Calculating conditional moments (and variance) from data streams OnlineMoments.jl is a Julia package enabling the esimation of conditional moments and conditional variance from empirical streamed time-series data. This package enables the estimation of drift and diffusion functions using both histogram- and kernel-based regression.
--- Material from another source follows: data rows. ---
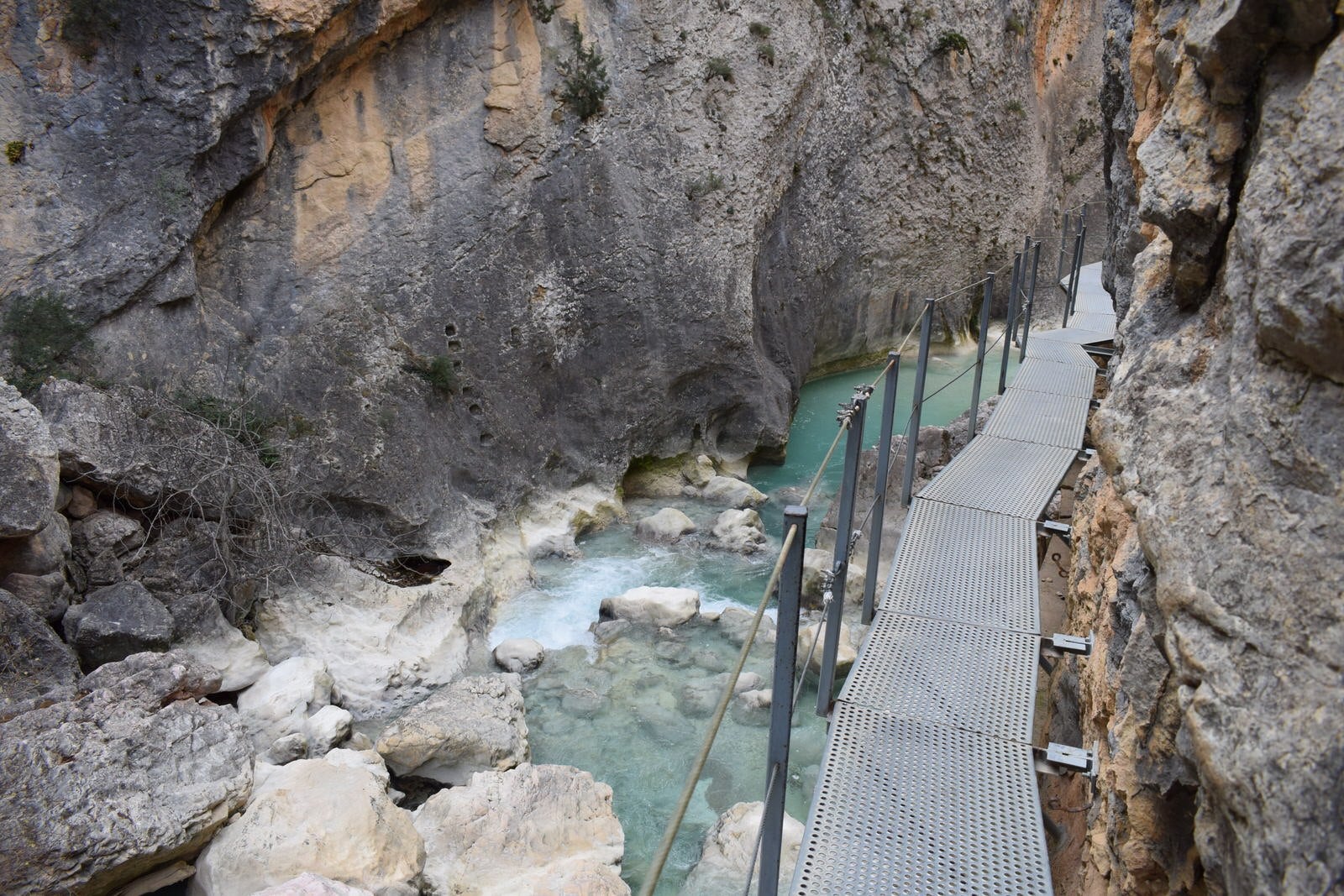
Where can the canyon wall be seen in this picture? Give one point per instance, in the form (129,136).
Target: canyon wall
(378,222)
(1209,537)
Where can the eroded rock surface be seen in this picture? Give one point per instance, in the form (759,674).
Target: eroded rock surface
(654,606)
(727,849)
(129,775)
(1210,559)
(313,815)
(474,725)
(534,829)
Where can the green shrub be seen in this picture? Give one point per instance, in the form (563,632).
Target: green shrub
(952,42)
(718,67)
(586,82)
(437,371)
(42,335)
(542,9)
(702,187)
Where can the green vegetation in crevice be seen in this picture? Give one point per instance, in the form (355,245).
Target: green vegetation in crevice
(702,187)
(952,42)
(438,371)
(239,419)
(586,82)
(542,9)
(44,336)
(718,67)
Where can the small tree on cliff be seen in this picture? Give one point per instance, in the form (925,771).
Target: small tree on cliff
(586,82)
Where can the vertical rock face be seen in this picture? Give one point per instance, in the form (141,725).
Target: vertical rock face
(381,222)
(1210,555)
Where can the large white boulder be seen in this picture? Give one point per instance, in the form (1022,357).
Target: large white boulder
(846,654)
(654,606)
(386,647)
(726,853)
(315,815)
(519,654)
(551,527)
(732,492)
(534,829)
(741,531)
(280,703)
(309,884)
(474,725)
(217,644)
(667,524)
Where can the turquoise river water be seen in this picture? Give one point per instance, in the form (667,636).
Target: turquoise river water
(633,712)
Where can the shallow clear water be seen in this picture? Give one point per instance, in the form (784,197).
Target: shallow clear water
(635,712)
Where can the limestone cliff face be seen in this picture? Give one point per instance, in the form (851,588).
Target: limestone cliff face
(306,201)
(1209,546)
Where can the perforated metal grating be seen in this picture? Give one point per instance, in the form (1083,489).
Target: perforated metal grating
(1038,375)
(1062,352)
(960,563)
(960,674)
(1041,418)
(1095,322)
(1072,335)
(920,809)
(1001,476)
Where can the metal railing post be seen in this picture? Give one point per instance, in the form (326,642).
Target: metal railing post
(840,569)
(1012,322)
(1032,300)
(1063,242)
(781,701)
(1073,277)
(1021,285)
(913,432)
(879,490)
(980,352)
(1079,269)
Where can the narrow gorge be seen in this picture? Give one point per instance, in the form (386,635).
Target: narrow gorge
(401,398)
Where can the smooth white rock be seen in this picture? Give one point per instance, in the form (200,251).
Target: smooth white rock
(667,524)
(654,606)
(519,654)
(730,492)
(309,884)
(474,725)
(726,853)
(741,531)
(535,829)
(550,527)
(326,728)
(281,700)
(385,647)
(313,815)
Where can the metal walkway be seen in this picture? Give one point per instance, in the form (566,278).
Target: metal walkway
(927,783)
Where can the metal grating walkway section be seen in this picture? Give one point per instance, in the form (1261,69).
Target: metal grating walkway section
(927,783)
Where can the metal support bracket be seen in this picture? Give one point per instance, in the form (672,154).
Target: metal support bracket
(1058,645)
(1048,528)
(1059,759)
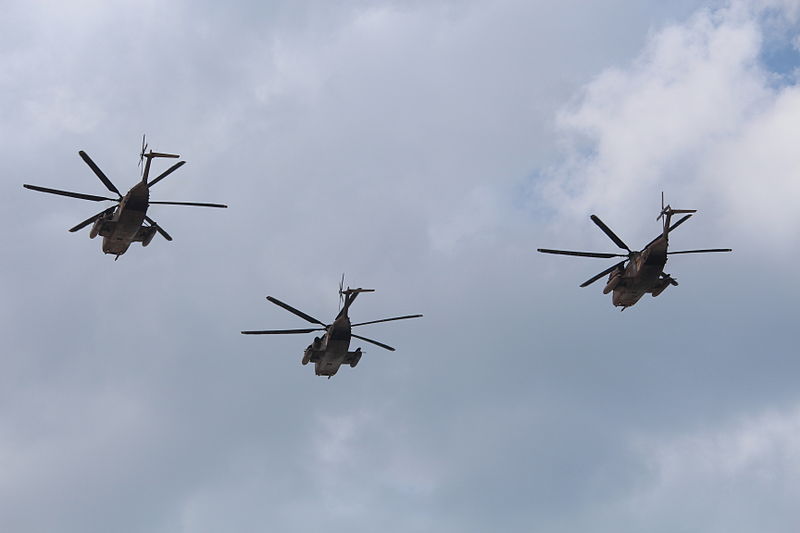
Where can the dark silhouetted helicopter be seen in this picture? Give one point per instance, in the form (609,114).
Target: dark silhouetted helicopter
(123,223)
(331,350)
(644,271)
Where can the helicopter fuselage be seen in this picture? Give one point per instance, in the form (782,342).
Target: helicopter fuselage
(124,225)
(332,350)
(643,274)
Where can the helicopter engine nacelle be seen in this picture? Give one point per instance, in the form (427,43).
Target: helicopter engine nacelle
(148,234)
(95,228)
(355,358)
(660,287)
(613,281)
(101,226)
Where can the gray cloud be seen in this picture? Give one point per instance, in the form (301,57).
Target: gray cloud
(406,144)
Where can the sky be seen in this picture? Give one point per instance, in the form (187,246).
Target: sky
(426,150)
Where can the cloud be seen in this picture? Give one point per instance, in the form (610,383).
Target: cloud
(733,477)
(697,115)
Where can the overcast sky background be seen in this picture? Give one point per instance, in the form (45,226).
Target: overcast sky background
(426,149)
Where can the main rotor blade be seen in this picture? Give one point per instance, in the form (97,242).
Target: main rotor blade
(385,320)
(611,234)
(80,195)
(701,251)
(601,274)
(672,227)
(107,182)
(281,331)
(376,343)
(195,204)
(93,218)
(158,228)
(581,254)
(166,173)
(307,318)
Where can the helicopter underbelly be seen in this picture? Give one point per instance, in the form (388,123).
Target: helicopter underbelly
(626,297)
(125,230)
(336,354)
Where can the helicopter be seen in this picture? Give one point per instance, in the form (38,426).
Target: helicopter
(644,272)
(332,349)
(123,223)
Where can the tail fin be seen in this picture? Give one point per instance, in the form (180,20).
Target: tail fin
(667,212)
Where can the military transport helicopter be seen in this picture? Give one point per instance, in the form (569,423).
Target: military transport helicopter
(123,223)
(644,271)
(331,350)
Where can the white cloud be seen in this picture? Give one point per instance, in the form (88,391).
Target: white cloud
(695,115)
(737,477)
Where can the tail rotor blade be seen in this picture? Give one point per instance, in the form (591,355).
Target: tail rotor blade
(385,320)
(376,343)
(167,172)
(672,227)
(581,254)
(158,228)
(611,234)
(307,318)
(601,274)
(107,182)
(93,218)
(280,331)
(195,204)
(709,250)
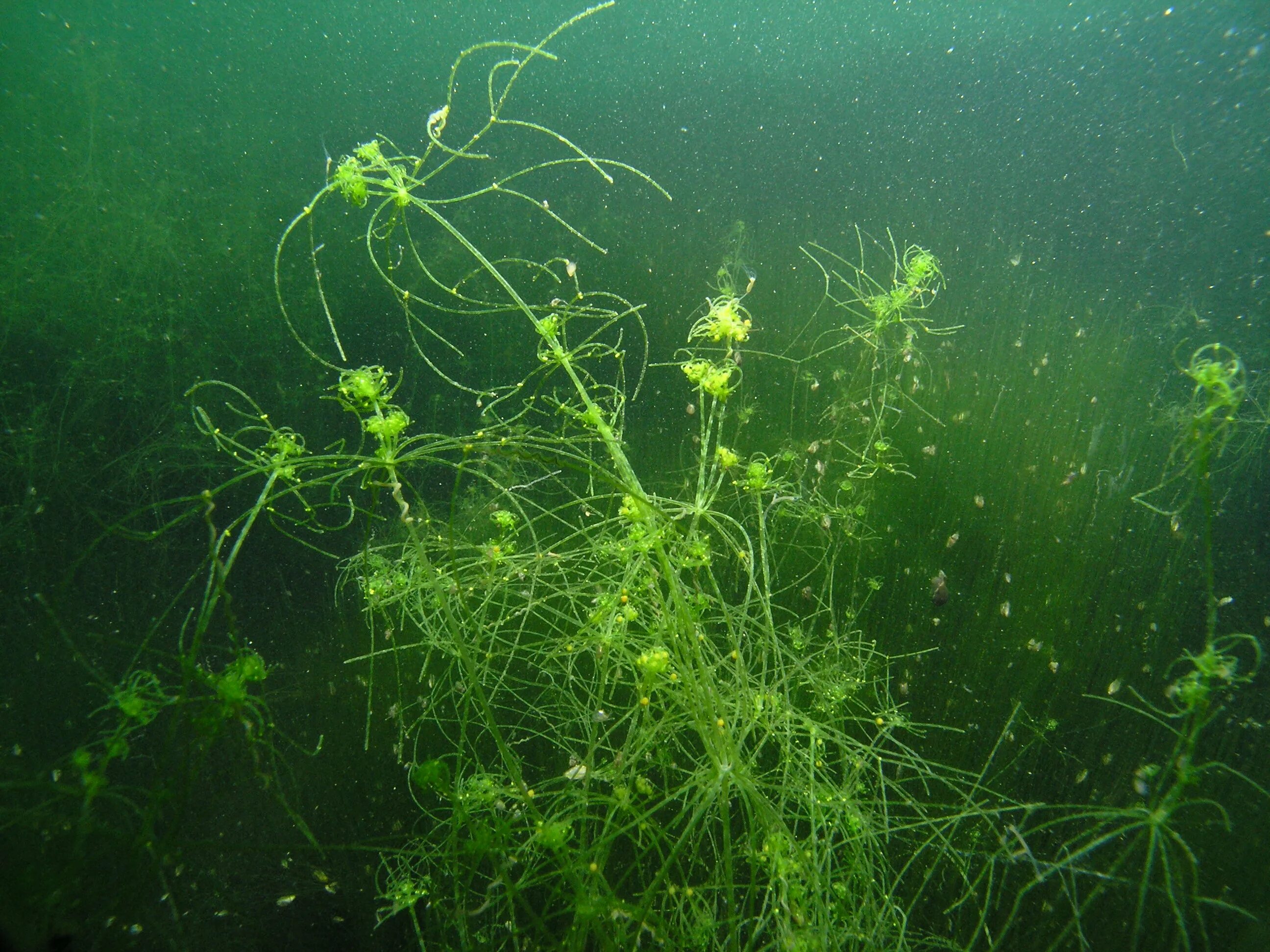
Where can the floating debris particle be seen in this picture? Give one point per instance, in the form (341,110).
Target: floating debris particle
(939,589)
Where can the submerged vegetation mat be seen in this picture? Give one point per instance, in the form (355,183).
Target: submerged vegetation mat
(629,709)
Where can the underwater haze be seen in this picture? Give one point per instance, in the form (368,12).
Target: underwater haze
(663,475)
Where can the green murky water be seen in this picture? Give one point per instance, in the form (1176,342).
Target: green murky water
(786,477)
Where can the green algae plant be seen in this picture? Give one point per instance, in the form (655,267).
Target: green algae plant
(628,709)
(635,716)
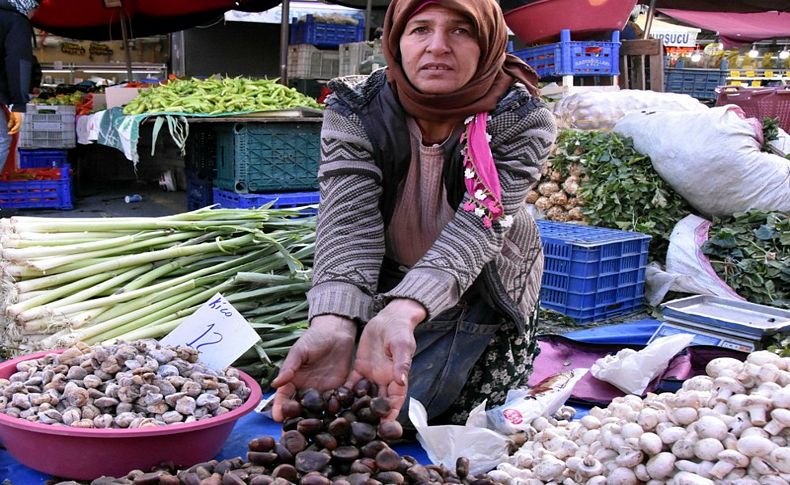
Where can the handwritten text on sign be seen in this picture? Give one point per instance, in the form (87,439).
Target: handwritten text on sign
(217,330)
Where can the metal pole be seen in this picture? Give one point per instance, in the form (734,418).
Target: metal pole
(651,13)
(284,25)
(126,45)
(368,16)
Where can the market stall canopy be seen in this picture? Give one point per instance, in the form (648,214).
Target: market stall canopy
(672,35)
(101,19)
(736,28)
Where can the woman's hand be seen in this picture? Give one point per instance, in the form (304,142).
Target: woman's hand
(386,349)
(14,122)
(320,359)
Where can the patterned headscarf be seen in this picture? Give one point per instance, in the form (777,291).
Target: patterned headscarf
(496,73)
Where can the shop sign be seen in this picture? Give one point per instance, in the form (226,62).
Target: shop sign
(676,39)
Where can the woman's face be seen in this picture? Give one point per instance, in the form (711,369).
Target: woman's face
(439,50)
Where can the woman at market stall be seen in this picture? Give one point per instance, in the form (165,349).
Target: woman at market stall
(425,250)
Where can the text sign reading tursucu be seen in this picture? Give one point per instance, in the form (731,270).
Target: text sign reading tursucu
(217,331)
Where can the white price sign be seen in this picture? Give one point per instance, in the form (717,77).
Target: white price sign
(217,330)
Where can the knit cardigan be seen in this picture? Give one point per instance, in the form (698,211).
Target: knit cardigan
(350,231)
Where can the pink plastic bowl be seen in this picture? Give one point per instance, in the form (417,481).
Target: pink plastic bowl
(86,454)
(542,21)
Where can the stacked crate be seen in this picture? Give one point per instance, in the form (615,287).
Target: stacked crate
(41,177)
(592,273)
(275,162)
(313,51)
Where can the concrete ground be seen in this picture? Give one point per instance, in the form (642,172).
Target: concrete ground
(108,201)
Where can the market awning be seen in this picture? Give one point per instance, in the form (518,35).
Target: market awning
(95,20)
(736,28)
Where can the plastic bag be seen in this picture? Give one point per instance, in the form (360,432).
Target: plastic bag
(600,110)
(544,399)
(445,444)
(631,371)
(712,158)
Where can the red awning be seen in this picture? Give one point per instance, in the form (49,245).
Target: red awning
(736,28)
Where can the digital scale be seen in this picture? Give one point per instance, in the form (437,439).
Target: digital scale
(733,324)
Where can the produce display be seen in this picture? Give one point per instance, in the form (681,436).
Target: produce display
(334,437)
(730,426)
(213,96)
(751,253)
(600,179)
(129,385)
(133,278)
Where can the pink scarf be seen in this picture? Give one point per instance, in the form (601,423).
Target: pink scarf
(480,175)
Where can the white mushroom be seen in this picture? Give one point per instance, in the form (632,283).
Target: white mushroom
(755,446)
(622,476)
(780,459)
(780,419)
(728,460)
(660,466)
(687,478)
(708,448)
(710,427)
(651,443)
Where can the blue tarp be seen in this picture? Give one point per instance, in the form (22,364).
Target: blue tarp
(255,425)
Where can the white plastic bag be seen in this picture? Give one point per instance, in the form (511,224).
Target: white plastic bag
(712,158)
(445,444)
(600,110)
(631,371)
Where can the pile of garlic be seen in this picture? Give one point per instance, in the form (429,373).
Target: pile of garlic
(731,426)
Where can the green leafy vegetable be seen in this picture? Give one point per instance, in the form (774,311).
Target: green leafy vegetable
(751,253)
(620,188)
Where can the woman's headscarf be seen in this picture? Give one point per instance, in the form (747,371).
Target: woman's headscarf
(496,71)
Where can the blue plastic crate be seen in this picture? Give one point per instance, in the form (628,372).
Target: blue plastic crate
(42,158)
(574,58)
(698,83)
(200,191)
(592,273)
(322,34)
(38,194)
(231,200)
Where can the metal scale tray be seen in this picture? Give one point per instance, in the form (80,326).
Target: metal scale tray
(735,317)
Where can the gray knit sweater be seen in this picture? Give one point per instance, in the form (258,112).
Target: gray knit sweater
(350,234)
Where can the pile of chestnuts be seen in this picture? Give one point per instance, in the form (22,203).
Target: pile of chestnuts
(332,437)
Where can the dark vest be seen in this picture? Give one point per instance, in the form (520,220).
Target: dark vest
(384,122)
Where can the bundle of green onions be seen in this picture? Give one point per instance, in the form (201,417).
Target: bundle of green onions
(102,280)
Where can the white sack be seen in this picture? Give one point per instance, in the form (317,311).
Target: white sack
(691,269)
(600,110)
(712,158)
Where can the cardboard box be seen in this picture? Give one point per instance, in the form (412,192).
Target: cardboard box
(119,95)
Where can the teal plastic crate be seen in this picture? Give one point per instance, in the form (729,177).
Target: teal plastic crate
(258,157)
(574,58)
(38,194)
(592,273)
(697,83)
(324,34)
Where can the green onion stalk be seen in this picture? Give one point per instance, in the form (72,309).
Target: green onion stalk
(120,279)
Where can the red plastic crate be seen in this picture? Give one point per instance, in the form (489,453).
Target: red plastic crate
(759,102)
(38,194)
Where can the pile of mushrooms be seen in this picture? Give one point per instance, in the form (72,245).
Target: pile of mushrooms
(731,426)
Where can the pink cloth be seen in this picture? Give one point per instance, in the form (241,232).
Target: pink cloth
(480,160)
(736,28)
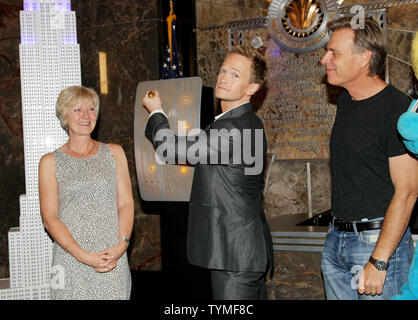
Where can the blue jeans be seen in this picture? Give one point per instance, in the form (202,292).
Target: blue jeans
(346,253)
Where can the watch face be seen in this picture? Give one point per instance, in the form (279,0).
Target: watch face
(380,265)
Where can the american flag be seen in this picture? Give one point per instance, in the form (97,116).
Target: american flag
(171,66)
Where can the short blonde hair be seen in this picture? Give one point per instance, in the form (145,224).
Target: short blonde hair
(71,96)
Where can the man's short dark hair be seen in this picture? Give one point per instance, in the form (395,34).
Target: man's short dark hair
(371,38)
(258,63)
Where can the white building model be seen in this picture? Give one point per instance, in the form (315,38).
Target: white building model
(49,62)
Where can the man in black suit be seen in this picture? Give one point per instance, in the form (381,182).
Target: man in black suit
(227,229)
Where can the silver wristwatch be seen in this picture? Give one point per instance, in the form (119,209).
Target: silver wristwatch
(380,265)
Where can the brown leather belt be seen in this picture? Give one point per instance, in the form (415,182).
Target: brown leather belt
(348,226)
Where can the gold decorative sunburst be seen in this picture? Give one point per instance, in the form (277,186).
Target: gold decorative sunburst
(302,15)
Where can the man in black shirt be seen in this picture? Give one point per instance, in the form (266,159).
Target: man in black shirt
(375,180)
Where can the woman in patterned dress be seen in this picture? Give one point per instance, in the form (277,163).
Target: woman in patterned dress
(86,205)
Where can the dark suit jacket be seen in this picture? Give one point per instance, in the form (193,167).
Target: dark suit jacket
(227,228)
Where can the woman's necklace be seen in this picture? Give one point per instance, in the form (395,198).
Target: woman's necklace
(80,154)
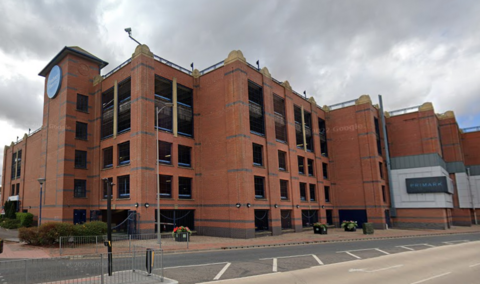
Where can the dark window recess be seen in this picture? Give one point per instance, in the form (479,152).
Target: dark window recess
(108,157)
(185,110)
(280,125)
(184,188)
(322,129)
(80,159)
(184,156)
(327,193)
(165,186)
(124,153)
(303,191)
(257,154)
(105,188)
(81,130)
(82,103)
(163,94)
(310,167)
(283,189)
(164,152)
(301,165)
(107,113)
(282,161)
(259,187)
(255,101)
(124,106)
(123,186)
(80,188)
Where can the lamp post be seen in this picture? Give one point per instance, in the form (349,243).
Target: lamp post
(159,236)
(41,181)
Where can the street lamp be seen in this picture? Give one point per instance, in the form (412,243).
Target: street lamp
(157,111)
(41,181)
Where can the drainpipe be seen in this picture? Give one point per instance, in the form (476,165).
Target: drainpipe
(393,209)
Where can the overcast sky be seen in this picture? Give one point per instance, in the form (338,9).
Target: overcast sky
(409,51)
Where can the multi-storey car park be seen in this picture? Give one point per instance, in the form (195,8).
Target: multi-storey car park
(240,153)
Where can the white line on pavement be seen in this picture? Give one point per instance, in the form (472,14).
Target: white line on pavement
(222,271)
(433,277)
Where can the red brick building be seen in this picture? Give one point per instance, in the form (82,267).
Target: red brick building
(240,153)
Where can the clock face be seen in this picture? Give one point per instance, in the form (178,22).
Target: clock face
(54,81)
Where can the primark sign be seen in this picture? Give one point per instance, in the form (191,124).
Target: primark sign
(427,185)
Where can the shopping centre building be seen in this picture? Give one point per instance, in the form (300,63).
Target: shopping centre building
(239,153)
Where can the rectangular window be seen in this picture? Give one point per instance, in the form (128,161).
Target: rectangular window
(80,159)
(257,154)
(280,125)
(163,94)
(123,186)
(164,152)
(301,165)
(108,157)
(327,193)
(283,189)
(184,188)
(124,106)
(282,161)
(259,187)
(185,110)
(81,130)
(255,101)
(303,191)
(105,188)
(184,156)
(124,153)
(310,168)
(80,188)
(107,113)
(165,186)
(82,103)
(313,195)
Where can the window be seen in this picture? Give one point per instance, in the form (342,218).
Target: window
(123,186)
(257,154)
(105,188)
(124,106)
(303,191)
(313,196)
(282,161)
(322,129)
(283,189)
(164,152)
(82,103)
(80,159)
(325,170)
(310,167)
(327,193)
(185,110)
(163,94)
(184,188)
(107,113)
(124,153)
(184,156)
(259,187)
(80,188)
(279,112)
(81,130)
(301,165)
(108,157)
(255,101)
(165,186)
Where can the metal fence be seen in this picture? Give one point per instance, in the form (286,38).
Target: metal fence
(86,269)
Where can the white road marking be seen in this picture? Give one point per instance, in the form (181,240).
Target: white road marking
(222,271)
(433,277)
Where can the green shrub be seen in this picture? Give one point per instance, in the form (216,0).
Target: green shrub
(26,219)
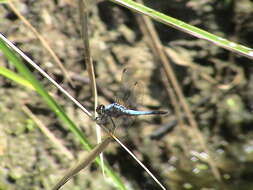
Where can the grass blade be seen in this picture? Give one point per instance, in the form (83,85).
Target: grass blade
(10,55)
(180,25)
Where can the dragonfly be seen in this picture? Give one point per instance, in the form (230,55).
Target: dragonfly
(117,110)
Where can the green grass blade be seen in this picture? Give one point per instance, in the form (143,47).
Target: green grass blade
(15,77)
(197,32)
(11,56)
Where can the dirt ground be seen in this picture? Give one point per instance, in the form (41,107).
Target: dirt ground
(216,84)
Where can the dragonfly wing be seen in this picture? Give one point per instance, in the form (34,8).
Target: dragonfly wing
(129,95)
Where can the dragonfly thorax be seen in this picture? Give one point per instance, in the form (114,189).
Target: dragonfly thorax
(115,110)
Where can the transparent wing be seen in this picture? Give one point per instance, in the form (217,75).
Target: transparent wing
(131,91)
(129,95)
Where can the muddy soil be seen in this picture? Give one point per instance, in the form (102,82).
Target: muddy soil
(216,84)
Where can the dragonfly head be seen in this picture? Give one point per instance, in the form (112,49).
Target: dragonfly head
(100,109)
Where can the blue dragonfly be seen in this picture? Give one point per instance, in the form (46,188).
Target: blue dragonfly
(119,110)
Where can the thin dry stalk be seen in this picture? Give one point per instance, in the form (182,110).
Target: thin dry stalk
(42,72)
(170,74)
(42,40)
(83,13)
(48,133)
(84,162)
(33,64)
This package accompanies the paper:

Reconstruction of Stochastic Dynamics from Large Datasets, PRE 108, 054110, Davis, William DOI:10.1103/PhysRevE.108.054110

Background

Consider the scalar stochastic differential equation

$\frac{d}{dt}X(t) = f(X) + g(X)\Gamma(t).$

The evolution of this process can be described by a Fokker-Planck equation

$\frac{\partial}{\partial t} p(x,t|x^\prime,t^\prime) = \bigg[-\frac{\partial}{\partial x} D^{(1)}(x) + \frac{\partial^2}{\partial x^2} D^{(2)}(x) \bigg] p(x,t|x^\prime,t^\prime)$

which contain the Kramers-Moyal (KM) coefficients

$D^{(k)}(x) = \lim_{\tau\rightarrow0} \frac{1}{n!\tau} \int_{-\infty}^{\infty} \big[x^\prime - x\big]^k p(x^\prime,t+\tau|x,t)\ dx^\prime.$

Here $k=1$ is the drift coefficient and $k=2$ is the diffusion coefficient. These expressions contain moments of the conditional probability density, or "conditional moments"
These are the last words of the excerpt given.